Comment 2 for bug 2029149

Revision history for this message
dann frazier (dannf) wrote :

Here's the amd64 build log for lunar:
https://launchpadlibrarian.net/649772129/buildlog_ubuntu-lunar-amd64.clevis_19-2_BUILDING.txt.gz

In there I see:
  Run-time dependency libcryptsetup found: YES 2.5.0
  Dependency libcryptsetup found: NO found 2.5.0 but need: '>=2.6.0' (cached)
  ../src/luks/meson.build:23: WARNING: cryptsetup version does not support existing token id

Here's the mantic build log:
https://launchpadlibrarian.net/678645100/buildlog_ubuntu-mantic-amd64.clevis_19-3_BUILDING.txt.gz

There I see:
  Run-time dependency libcryptsetup found: YES 2.6.1
  Dependency libcryptsetup found: YES 2.6.1 (cached)
  Message: cryptsetup version supports existing token id

clevis built on 05-Feb, and cryptsetup 2.6.1 wasn't uploaded until 19-Feb, so it does seem like your theory is plausible.
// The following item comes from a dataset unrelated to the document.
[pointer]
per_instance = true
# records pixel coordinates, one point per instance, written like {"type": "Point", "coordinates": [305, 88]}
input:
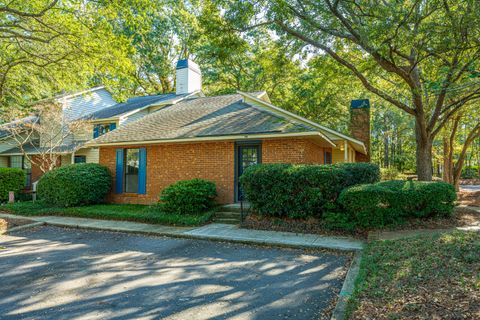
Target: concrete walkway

I think the right way to fix this is to add a versioned build-dep on whatever cryptsetup package it is testing so that it will refuse to build with a version that does not have this feature. We inherit this package from Debian, so we'd want to make a pull request there. Are you comfortable proposing that? There's already a build-dep on cryptsetup-bin, but this version dependency might be on libcryptsetup-dev? We'd have to look to see what exactly clevis is testing during build.
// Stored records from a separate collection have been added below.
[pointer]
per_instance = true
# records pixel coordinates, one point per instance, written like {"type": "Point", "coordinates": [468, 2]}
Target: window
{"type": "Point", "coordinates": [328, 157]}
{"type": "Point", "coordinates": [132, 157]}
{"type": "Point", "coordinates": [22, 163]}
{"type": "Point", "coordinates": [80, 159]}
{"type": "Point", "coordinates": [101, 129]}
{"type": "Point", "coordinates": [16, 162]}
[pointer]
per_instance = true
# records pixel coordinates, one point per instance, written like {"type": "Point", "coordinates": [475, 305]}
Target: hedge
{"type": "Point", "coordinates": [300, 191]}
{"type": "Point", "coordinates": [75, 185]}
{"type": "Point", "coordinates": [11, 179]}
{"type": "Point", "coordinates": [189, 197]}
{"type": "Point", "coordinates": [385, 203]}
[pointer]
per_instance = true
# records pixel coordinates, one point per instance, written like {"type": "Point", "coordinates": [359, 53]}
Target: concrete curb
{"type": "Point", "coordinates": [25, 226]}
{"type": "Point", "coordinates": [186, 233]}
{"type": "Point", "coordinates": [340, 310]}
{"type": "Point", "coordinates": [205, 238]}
Once accepted, we can merge that into the dev release (mantic), and then look into a lunar backport. For the lunar backport, we'll need to reformat the description of this bug using the SRU template:

  https://wiki.ubuntu.com/StableReleaseUpdates

That will communicate to our stable release team why we want to do this, and why we believe it is safe to do so. Could you make an attempt at drafting that?